Since only four other reactors around the world (one each in
France, Belgium, South Africa, and the Netherlands) produce
these basic radioisotopes, many of which have half-lives
measured in hours, any unplanned reactor shutdown quickly
leads to supply disruption. The NRU alone accounts for about
50 percent of global supply of molybdenum-90 the source of
technetium-99m, the most widely used isotope for diagnosing
disease.
¶4. (U) On December 11 in the House of Commons Prime Minister
Q4. (U) On December 11 in the House of Commons Prime Minister
Harper noted the shortage of medical radioisotopes presented
a very clear danger to hundreds if not thousands of people
around the world, whereas the risk to be mitigated by the
CNSC-mandated upgrades was significantly more remote and less
certain. The Bloc Quebecois and New Democratic Party
supported the measure immediately, but the Liberal Party fell
in line, and by 11:30 pm Bill C-38 had passed with all party
support through all three stages of debate in the House of
Commons. It now will go to the Senate, where the government
believes it will also pass quickly. The government
anticipates the bill could receive Royal Assent by Thursday,
December 13. (In fact, we've heard reports the government
leader in the Senate thought she would receive the bill from
the Commons last night and had maintained a quorum until it
became clear the House would not be able to conclude its
business until near midnight.)
¶5. (U) Once Royal Assent is received, making Bill C-38 law,
CNSC's authority and licensing conditions in this matter will
OTTAWA 00002255 002 OF 002
be suspended for 120 days, and AECL can begin to restart the
reactor, which may take several days. AECL and CNSC will
nevertheless be working closely together during this 120 day
period. Government relations executives for MDS Nordion, the
company that actually refines and processes the medical
radioisotopes from NRU, told embassy the company will only be
able to estimate when the medical radioisotope supply chain
will return to normal once reactor operations have
recommenced successfully. AECL had earlier said it could not
return NRU to service before December 20 if had to comply
with all of the upgrades mandated by CNSC.

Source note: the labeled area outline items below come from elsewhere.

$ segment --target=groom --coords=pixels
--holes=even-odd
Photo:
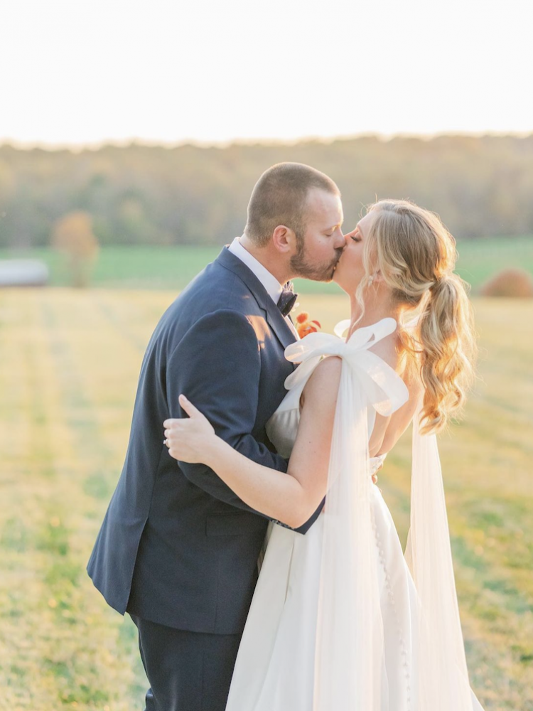
[[[224,711],[268,524],[211,469],[173,459],[162,423],[184,416],[183,392],[242,454],[286,471],[265,432],[293,370],[286,282],[331,279],[342,222],[330,178],[274,166],[254,188],[243,235],[169,306],[149,343],[124,469],[87,566],[138,628],[146,711]]]

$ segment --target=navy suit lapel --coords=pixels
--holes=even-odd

¶6. (SBU) Comment: Canada,s nuclear regulator, the CNSC, was
only formed in 2000 from the former Atomic Energy Control
Board (AECB). Where AECB had non-proliferation as its
primary focus, CNSC has as its principal mandate to "protect
people and the environment from licensed sources of man-made
radiation resulting from the use of nuclear energy and
materials". Given this focus on human health and safety some
observers have commented that it is odd that the regulator
may not have anticipated that an extended shutdown of NRU
would have immediate and far-reaching health impacts
downstream. While these second-order health effects may not
formally be the concern of the regulator, CNSC's decision on
this occasion suggests the capacity to assess the impact of
its decisions more broadly may have been lacking. End comment.